Monday, February 13, 2012

Ruminating of Data Virtualization

The industry is flooded with confusing terms when it comes to understanding 'Data Virtualization'. We have IaaS (Information as a service), Data Services, EII (Enterprise Information Integration), Data Federation, etc. and so on! The point is that there are no industry standard definitions for these analyst-coined terms and there is a lot of overlap between them.

Rick Lans tries to clear the cloud with some simple definitions here. Another interesting post by Barry Devlin throws more light on the concept of data virtualization.

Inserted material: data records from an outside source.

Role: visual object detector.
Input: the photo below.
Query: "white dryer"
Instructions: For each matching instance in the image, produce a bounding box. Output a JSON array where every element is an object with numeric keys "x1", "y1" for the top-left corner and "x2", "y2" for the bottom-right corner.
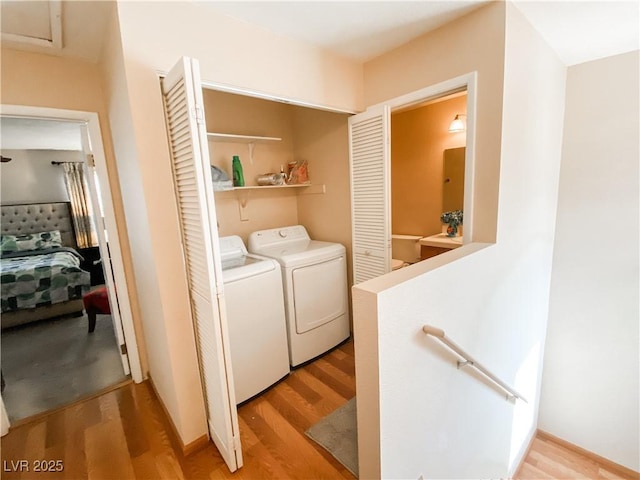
[
  {"x1": 248, "y1": 226, "x2": 350, "y2": 367},
  {"x1": 219, "y1": 235, "x2": 290, "y2": 403}
]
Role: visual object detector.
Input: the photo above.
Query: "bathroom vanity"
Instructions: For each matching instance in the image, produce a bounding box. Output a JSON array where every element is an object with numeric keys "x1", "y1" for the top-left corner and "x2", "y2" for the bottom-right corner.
[{"x1": 420, "y1": 234, "x2": 463, "y2": 259}]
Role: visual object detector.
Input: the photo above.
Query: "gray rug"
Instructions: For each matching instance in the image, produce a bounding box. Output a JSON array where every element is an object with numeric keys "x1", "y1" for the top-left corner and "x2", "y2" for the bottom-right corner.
[
  {"x1": 306, "y1": 397, "x2": 358, "y2": 477},
  {"x1": 1, "y1": 313, "x2": 127, "y2": 422}
]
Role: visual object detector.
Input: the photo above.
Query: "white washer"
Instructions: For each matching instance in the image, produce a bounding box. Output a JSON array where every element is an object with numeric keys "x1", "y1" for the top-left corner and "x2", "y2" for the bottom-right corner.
[
  {"x1": 248, "y1": 226, "x2": 350, "y2": 367},
  {"x1": 219, "y1": 235, "x2": 290, "y2": 404}
]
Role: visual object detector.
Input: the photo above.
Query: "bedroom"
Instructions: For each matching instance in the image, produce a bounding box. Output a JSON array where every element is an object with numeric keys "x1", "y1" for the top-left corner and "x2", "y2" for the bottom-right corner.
[{"x1": 0, "y1": 116, "x2": 129, "y2": 422}]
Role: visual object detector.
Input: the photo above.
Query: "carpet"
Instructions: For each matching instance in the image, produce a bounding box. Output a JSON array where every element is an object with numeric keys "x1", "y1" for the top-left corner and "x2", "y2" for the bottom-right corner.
[
  {"x1": 1, "y1": 313, "x2": 127, "y2": 422},
  {"x1": 306, "y1": 397, "x2": 359, "y2": 477}
]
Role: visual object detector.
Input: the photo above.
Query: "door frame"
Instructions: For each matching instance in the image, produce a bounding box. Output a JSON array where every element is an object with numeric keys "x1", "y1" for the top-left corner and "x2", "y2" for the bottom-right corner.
[
  {"x1": 369, "y1": 71, "x2": 477, "y2": 245},
  {"x1": 0, "y1": 104, "x2": 143, "y2": 383},
  {"x1": 80, "y1": 125, "x2": 131, "y2": 375}
]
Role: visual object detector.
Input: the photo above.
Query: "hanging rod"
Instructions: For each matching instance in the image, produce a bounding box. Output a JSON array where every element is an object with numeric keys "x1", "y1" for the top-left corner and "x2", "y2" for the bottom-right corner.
[
  {"x1": 422, "y1": 325, "x2": 528, "y2": 403},
  {"x1": 51, "y1": 161, "x2": 83, "y2": 165}
]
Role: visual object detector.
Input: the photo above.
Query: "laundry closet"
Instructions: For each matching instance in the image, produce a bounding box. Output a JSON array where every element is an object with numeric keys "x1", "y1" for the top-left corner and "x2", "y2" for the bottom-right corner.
[
  {"x1": 202, "y1": 88, "x2": 353, "y2": 254},
  {"x1": 161, "y1": 58, "x2": 354, "y2": 472},
  {"x1": 202, "y1": 88, "x2": 353, "y2": 391}
]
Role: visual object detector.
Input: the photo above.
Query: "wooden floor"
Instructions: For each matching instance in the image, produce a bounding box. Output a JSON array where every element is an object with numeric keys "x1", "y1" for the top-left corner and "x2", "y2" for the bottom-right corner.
[
  {"x1": 515, "y1": 434, "x2": 639, "y2": 480},
  {"x1": 3, "y1": 337, "x2": 637, "y2": 480},
  {"x1": 1, "y1": 340, "x2": 356, "y2": 480}
]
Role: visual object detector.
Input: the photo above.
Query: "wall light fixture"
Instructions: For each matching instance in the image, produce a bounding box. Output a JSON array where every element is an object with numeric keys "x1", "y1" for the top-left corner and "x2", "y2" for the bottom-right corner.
[{"x1": 449, "y1": 114, "x2": 466, "y2": 133}]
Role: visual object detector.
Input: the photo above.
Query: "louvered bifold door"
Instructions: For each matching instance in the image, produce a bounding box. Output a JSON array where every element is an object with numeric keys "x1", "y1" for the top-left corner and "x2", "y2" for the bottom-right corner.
[
  {"x1": 161, "y1": 57, "x2": 242, "y2": 472},
  {"x1": 349, "y1": 105, "x2": 391, "y2": 284}
]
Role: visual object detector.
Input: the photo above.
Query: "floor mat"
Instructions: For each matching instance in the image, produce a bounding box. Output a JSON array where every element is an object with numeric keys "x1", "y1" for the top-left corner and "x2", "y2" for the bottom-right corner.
[{"x1": 305, "y1": 397, "x2": 358, "y2": 477}]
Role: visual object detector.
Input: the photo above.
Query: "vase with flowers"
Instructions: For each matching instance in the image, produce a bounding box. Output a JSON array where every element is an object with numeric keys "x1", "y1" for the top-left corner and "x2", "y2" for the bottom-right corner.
[{"x1": 440, "y1": 210, "x2": 463, "y2": 237}]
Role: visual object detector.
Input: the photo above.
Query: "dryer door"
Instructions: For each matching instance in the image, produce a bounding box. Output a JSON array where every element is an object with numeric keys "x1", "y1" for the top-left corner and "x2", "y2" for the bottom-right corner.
[{"x1": 292, "y1": 255, "x2": 348, "y2": 334}]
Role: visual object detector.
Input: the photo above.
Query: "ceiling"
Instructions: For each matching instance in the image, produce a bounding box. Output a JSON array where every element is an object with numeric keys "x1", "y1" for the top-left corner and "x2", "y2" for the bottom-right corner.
[
  {"x1": 206, "y1": 1, "x2": 491, "y2": 61},
  {"x1": 205, "y1": 1, "x2": 639, "y2": 65},
  {"x1": 0, "y1": 1, "x2": 637, "y2": 149},
  {"x1": 0, "y1": 1, "x2": 637, "y2": 65},
  {"x1": 513, "y1": 0, "x2": 639, "y2": 65}
]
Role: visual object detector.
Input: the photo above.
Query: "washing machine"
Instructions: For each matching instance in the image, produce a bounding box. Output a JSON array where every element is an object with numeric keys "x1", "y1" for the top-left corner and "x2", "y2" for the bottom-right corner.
[
  {"x1": 248, "y1": 226, "x2": 350, "y2": 367},
  {"x1": 219, "y1": 235, "x2": 290, "y2": 403}
]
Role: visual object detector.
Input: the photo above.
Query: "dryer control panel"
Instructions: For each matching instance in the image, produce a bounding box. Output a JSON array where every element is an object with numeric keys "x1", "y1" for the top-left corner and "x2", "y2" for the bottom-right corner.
[{"x1": 248, "y1": 225, "x2": 310, "y2": 249}]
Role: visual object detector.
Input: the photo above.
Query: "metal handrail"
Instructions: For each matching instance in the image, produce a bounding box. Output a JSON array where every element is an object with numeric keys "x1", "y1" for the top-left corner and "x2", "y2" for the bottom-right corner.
[{"x1": 422, "y1": 325, "x2": 528, "y2": 403}]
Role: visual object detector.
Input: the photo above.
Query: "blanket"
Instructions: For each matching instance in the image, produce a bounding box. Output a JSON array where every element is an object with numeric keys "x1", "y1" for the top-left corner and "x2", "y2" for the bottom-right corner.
[{"x1": 1, "y1": 249, "x2": 90, "y2": 313}]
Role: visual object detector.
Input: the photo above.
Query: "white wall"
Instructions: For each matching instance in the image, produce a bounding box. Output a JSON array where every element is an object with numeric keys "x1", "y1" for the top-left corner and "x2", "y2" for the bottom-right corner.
[
  {"x1": 0, "y1": 149, "x2": 78, "y2": 204},
  {"x1": 539, "y1": 51, "x2": 640, "y2": 472},
  {"x1": 354, "y1": 3, "x2": 566, "y2": 478}
]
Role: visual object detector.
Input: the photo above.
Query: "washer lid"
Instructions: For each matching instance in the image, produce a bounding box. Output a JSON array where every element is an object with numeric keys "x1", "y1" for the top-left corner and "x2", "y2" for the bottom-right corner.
[
  {"x1": 251, "y1": 240, "x2": 345, "y2": 268},
  {"x1": 221, "y1": 254, "x2": 278, "y2": 283},
  {"x1": 219, "y1": 235, "x2": 248, "y2": 261}
]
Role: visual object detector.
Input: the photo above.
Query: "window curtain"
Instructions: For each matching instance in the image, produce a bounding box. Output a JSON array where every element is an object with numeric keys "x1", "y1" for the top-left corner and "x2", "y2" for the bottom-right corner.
[{"x1": 62, "y1": 162, "x2": 98, "y2": 248}]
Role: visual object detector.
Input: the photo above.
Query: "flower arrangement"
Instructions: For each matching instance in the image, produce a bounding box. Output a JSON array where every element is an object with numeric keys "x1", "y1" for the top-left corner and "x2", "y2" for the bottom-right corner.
[{"x1": 440, "y1": 210, "x2": 463, "y2": 237}]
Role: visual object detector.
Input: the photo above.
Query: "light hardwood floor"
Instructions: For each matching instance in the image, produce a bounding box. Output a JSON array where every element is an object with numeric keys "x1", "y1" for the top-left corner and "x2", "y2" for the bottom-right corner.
[
  {"x1": 1, "y1": 340, "x2": 356, "y2": 480},
  {"x1": 3, "y1": 338, "x2": 637, "y2": 480},
  {"x1": 515, "y1": 434, "x2": 639, "y2": 480}
]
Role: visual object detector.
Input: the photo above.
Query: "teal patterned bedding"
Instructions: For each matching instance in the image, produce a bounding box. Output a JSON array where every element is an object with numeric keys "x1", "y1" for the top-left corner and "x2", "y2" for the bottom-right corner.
[{"x1": 1, "y1": 248, "x2": 90, "y2": 313}]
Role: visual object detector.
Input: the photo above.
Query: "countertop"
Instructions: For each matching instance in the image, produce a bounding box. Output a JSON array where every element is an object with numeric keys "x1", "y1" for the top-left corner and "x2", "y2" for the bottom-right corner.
[{"x1": 419, "y1": 233, "x2": 463, "y2": 249}]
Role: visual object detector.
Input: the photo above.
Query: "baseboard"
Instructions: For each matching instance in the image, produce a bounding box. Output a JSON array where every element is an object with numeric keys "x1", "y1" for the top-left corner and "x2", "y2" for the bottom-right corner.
[
  {"x1": 511, "y1": 428, "x2": 537, "y2": 479},
  {"x1": 537, "y1": 429, "x2": 640, "y2": 479},
  {"x1": 147, "y1": 376, "x2": 210, "y2": 456},
  {"x1": 182, "y1": 433, "x2": 210, "y2": 456}
]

The core concept behind data virtualization is to create an abstraction layer (Data Access Layer) that hides the complexities of the underlying disparate data sources and provides a unified view of the enterprise data to the applications. This can be implemented using "SOA style" Data Services or creating a virtual data layer that can be queried using SQL-like semantics. More info can be found at these links: Link1 & Link2

RedHat has a nice whitepaper explaining the concept of Data Services in a SOA environment. This post explains the benefits of data virtualization. Composite Software is a leader in data virtualization techniques and has shared a couple of interesting case studies that demonstrate the use of their data virtualization platform.

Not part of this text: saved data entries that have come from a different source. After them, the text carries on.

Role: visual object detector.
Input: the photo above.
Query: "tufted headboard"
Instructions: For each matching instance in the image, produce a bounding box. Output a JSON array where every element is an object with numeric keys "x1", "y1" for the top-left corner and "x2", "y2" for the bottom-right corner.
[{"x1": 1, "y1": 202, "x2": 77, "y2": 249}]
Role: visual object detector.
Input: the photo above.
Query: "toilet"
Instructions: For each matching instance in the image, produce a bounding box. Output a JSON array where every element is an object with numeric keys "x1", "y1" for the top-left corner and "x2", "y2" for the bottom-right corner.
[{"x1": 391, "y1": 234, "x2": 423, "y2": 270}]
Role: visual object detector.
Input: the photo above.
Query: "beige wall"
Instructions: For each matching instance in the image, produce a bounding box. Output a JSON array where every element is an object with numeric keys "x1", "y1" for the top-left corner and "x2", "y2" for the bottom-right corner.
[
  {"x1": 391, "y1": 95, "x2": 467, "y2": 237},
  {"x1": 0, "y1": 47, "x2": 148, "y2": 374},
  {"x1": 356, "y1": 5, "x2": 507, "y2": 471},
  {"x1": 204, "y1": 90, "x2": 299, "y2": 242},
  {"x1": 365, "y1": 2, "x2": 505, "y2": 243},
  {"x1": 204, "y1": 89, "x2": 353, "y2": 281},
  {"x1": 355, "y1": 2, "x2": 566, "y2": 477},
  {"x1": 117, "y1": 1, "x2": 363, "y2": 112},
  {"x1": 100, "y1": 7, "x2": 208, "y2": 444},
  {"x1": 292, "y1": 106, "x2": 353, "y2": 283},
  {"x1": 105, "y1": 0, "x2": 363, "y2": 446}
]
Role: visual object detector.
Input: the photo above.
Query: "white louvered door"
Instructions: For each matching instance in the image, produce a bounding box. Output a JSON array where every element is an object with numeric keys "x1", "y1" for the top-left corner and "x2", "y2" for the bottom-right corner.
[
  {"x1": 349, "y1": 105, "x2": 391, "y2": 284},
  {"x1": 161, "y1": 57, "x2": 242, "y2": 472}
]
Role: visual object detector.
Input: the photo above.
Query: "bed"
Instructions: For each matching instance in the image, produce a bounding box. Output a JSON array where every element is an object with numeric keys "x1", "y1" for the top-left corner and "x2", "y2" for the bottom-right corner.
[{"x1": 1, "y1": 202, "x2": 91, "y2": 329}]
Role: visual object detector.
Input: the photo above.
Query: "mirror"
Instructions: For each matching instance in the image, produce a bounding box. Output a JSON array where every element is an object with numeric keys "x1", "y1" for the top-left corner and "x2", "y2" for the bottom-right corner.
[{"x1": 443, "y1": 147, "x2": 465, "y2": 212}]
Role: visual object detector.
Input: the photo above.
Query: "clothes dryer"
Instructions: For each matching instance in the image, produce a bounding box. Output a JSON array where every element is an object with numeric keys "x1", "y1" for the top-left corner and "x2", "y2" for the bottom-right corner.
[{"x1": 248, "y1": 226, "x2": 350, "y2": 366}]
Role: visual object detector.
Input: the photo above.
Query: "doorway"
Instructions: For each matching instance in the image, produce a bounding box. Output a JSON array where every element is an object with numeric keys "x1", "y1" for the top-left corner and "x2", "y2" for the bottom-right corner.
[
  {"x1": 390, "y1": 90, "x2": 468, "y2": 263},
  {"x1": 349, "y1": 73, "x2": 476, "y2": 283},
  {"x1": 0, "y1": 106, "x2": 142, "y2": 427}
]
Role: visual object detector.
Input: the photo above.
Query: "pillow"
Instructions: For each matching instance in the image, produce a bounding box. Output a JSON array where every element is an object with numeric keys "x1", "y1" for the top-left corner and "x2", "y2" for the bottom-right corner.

One thought that came to my mind was regarding the challenges in accessing NoSQL data from the data virtualization layer. While some type of NoSQL datastores such as XML documents, Key/Value pairs can be exposed as a relational SQL view, it may not be possible to have a uniform query interface for unstructured data. All NoSQL data stores will expose some kind of Java API that can be used for querying. Would it be possible to create a common set of meta-data for both structured and unstructured data?
In such scenarios, IMHO, the only strategy for data virtualization is to use Data Services.